Ich kann dich verstehen!
Mir erging es nicht anders. Mein Ex-Freund und ich hatten eine mehr oder weniger schöne Beziehung. Wir hatten oft Streit und passten nicht zueinander, trotzdem wollte ich das die ganze Zeit nicht wahr haben. Er hat mich manipuliert, ist mir zwar nicht fremdgegangen, hatte aber ständig Kontakt zu seinen Ex-Freundinnen und zu anderen Frauen, mit denen er hinter meinem Rücken geflirtet hat und selbst war er eigentlich in einem instabilen, geistigen Zustand. Ich würde mal sagen, dass er ein Soziopath war. Irgedwann kam mir die Einsicht, dass er zum Ende hin an meinem Leid und meiner Verzweiflung Gefallen fand. Er wollte mir weh tun. Er hat angefangen bei seinen Freunden zu prahlen, was er mir wieder angetan hat und wie verzweifelt ich doch war. (Bekam ich alles über diese Freunde mit, die natürlich anfingen auf meiner Seite zu stehen und sich von ihm abzuwenden. "Der ist doch verrückt geworden", sagten sie über ihn.)
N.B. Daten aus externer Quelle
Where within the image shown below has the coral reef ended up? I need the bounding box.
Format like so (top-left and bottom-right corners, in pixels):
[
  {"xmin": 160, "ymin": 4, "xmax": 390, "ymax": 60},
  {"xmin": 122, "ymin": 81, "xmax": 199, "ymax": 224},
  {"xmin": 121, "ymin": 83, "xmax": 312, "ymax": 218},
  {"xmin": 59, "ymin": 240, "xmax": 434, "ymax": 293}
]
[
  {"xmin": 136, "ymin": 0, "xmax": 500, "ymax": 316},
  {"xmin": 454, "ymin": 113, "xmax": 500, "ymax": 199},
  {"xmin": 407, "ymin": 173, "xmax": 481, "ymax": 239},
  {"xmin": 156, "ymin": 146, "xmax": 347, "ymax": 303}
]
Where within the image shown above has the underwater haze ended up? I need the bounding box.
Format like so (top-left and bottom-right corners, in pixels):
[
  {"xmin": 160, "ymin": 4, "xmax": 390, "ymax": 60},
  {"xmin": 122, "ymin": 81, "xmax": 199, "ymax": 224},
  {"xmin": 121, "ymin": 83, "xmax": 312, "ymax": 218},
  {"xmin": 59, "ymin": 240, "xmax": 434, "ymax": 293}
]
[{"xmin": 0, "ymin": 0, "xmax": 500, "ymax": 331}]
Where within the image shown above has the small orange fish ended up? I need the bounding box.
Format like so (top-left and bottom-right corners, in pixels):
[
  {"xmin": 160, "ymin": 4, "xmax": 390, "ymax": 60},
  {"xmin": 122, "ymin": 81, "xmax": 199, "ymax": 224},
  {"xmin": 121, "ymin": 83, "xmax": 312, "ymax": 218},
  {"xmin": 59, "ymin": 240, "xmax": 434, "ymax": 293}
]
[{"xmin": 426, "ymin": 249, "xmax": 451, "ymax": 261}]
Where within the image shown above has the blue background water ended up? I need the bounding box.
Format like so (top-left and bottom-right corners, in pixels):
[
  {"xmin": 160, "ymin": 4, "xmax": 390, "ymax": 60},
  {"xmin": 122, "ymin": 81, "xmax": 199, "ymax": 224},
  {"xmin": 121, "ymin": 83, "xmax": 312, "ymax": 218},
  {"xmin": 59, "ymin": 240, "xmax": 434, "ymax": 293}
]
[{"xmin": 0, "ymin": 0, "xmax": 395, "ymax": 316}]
Ich habe zwei Jahre lang unter diesem Tyrann gelitten. Bis ich endlich den Mut fand und ihn entgültig verließ. Die wohl beste Entscheidung meines Lebens. Das ist nun vier Jahre her. Ich brauchte ewig, bis ich endlich wieder glücklich war und mich wohl in meiner Haut fühlte. Denn ich fühlte mich immer, als wäre ich Schuld gewesen. Als hätte ich irgendetwas verbrochen, dass ihn zu diesem Handeln trieb. Was NICHT stimmte! Mit dir ist rein gar nichts falsch! Das dich dein Ex betrogen hat, ist eine Charakterschwäche seinerseits und nicht deine! Das must du dir immer wieder bewusst machen.
Das du die Zeit vermisst ist nicht ungewöhnlich. Das ist ganz normal. Du willst die Sicherheit wieder, die Geborgenheit, die er dir einst gab. Du willst dich wieder so fühlen, wie du dich gefühlt hast, als du das erste Mal verliebt warst. So als wäre diese Bindung endlos, weil du noch nie von jemandem hintergangen wurdest, den du geliebt hast. (Nehme ich jetzt mal an.)
Aber du musst dir leider auch bewusst machen, dass dieses Gefühl nicht mehr zurückkommt. Jedenfalls nicht bei ihm. Das du Bedenken hast, jemandem zu vertrauen, ist auch ganz natürlich. Es ist, als hättest du einen Unfall gehabt. Ein rotes Auto hat dich von Rechts erwischt. Was wirst du nun tun, wenn du ein rotes Auto siehst? Natürlich zusammenzucken. Du willst dich in Sicherheit bringen, da du schon mal von einem roten Auto verletzt wurdest. Aber nicht jedes rote Auto wird dich über den Haufen fahren wollen. ;-) Wieder den Mut zu fassen, einer anderen Person zu Vertrauen und ihr so viel Macht zu geben, dich zu verletzten, ist schwer. Denn man hat ja immer noch die Erinnerung daran, wie man darum kämpfen musste, wieder heil zu werden. Und man will nicht wieder diesen Kampf durchstehen.
Aber mit der Zeit wird es leichter werden. Ohne Mut zum Vertrauen wirst du nie Frieden mit dir und mit anderen Menschen schließen.
Was ich dir ans Herz legen kann: Vielleicht denkst du über eine Therapie nach. Ein paar Stunden nur, in denen du aufarbeiten kannst, was dir wiederfahren ist. Ich habe das selbst gemacht und siehe da, mir ging es schnell sehr viel besser. Du wirst vielleicht hin und wieder daran denken, aber du wirst irgendwann nicht mehr traurig den Blick senken, sondern den Kopf erheben, lächeln und sagen: "Ich bin wer ich bin, weil ich das überlebt habe. Und ich bin nicht dein Produkt, sondern ein wundervoller Mensch, welcher du vielleicht nie sein wirst."
Ich hoffe sehr, dass ich dir helfen konnte.